Guest post: Off to America on a coffin ship

Originally a comment by Marcus Ranum on David Brooks tells Ta-Nehisi Coates to try some social mobility for a change.

For them, America was the antidote to the crushing restrictiveness of European life, to the pogroms. For them, the American dream was an uplifting spiritual creed that offered dignity, the chance to rise.

My ancestors came over because they faced near certain death in potato famines; they would have gone anywhere, except the landed class restricted the poor’s ability to relocate. So: off to America on a coffin ship; one more than half of the family made it, the rest were buried at sea. I started to read great great-grandpa’s journal, once, and couldn’t bear it.

Perhaps the famine was the “crushing restrictiveness of European life” though the pogroms were certainly nothing to sneeze at. I’m not sure what’s a dream of uplifting spirituality woven into “I hope the fucking neighbors don’t kill us this easter! let’s move to America!” Glad they made it. Europe has some fucking awful problems. Awful problems they exported to North America in the form of religious/ethnic cleansing of most of the extant population. That’s some fucking uplifting spiritual message, Europeans, right there.

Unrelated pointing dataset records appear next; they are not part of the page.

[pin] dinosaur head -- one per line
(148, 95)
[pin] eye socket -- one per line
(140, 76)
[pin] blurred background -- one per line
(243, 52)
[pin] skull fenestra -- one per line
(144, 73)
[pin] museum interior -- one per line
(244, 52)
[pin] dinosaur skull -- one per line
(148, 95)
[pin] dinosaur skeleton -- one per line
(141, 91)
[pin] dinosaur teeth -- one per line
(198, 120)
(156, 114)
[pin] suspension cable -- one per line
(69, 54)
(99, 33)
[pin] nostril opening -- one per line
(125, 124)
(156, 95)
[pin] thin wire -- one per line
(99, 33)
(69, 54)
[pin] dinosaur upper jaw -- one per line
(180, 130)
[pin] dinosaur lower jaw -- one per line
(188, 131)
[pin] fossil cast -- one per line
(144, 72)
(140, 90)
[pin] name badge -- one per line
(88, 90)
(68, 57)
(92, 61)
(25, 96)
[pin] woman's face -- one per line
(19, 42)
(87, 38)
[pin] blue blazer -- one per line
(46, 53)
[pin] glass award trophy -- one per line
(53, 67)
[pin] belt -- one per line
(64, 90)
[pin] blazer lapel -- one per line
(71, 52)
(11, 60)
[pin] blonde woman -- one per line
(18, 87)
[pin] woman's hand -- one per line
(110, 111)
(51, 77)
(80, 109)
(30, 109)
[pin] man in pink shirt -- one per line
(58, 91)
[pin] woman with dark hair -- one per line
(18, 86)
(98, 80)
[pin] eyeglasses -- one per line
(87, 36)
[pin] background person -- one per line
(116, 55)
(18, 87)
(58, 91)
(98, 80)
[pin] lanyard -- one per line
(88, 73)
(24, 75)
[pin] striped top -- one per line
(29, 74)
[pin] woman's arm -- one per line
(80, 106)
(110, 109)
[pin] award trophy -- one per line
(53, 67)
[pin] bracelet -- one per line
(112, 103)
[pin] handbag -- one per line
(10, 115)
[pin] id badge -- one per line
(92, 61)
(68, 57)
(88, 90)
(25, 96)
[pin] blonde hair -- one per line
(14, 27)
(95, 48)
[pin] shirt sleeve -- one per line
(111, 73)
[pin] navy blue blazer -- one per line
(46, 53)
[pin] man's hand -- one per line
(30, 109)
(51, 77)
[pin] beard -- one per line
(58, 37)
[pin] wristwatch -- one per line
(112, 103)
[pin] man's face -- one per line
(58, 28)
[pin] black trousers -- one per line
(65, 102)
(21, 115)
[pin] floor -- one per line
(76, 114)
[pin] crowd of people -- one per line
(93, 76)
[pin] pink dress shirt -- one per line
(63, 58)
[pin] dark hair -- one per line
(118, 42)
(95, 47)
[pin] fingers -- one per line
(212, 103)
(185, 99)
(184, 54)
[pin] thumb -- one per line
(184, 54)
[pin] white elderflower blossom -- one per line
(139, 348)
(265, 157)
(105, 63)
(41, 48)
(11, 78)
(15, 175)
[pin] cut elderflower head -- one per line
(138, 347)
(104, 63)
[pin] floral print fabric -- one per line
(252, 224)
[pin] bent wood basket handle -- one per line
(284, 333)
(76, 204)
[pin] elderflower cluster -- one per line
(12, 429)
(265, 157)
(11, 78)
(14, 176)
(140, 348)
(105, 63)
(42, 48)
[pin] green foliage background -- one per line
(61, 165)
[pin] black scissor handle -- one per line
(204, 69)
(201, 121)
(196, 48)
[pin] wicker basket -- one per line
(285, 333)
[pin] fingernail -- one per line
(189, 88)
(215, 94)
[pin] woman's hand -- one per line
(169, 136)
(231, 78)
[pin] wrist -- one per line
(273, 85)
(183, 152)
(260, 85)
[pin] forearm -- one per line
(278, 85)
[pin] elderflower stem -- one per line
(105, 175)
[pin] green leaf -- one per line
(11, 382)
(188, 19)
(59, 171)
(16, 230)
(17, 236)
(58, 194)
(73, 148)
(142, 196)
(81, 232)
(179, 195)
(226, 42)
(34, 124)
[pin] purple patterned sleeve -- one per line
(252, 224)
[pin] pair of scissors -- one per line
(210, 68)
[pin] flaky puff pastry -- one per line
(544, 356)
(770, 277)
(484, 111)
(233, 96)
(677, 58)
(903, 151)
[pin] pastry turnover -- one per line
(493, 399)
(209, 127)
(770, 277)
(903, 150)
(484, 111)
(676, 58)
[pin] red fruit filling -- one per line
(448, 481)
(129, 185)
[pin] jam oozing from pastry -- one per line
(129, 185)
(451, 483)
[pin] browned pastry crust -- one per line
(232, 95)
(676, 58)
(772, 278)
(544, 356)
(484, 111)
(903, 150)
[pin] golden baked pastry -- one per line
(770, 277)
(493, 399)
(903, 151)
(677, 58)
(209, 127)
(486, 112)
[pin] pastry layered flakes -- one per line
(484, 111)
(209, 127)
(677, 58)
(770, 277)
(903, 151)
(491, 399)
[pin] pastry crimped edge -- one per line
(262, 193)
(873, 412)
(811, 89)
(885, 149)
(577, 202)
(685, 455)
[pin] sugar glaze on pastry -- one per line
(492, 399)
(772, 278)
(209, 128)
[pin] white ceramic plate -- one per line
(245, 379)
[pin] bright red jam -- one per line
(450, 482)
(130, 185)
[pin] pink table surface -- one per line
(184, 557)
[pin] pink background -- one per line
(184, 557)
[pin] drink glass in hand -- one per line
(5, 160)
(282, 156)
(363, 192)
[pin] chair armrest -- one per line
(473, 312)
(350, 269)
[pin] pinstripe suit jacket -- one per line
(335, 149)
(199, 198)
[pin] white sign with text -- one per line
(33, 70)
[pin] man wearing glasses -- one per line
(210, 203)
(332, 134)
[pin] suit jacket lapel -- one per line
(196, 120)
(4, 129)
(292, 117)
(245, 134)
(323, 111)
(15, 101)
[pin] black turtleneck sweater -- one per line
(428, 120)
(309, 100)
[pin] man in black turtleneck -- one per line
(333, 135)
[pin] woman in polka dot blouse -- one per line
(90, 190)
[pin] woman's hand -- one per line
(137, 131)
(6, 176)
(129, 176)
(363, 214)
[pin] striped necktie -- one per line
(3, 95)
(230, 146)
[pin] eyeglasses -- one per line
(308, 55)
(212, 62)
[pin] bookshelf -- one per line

The Chinese mined the guano and laid the track, and so did the Irish and Welsh and not a few Norwegians. Of course the Africans had it vastly vastly worse. The US would not exist without them, because Europeans didn’t have resistance to Malaria like many Africans (unfortunately, they get Sickle Cell in return; some tradeoff) The US economy was able to take advantage of slavery by force and slavery by necessity. When your choice is to surely starve in Ireland, New York City looks mighty fine. The entire American Dream is built – like all of the other wonders of the world – on the blood, sweat, and tears of slaves.

you reject the dream itself as flimflam. But a dream sullied is not a lie

What the dumbass doesn’t realize is this:
a dream shown to be a lie … is still a lie.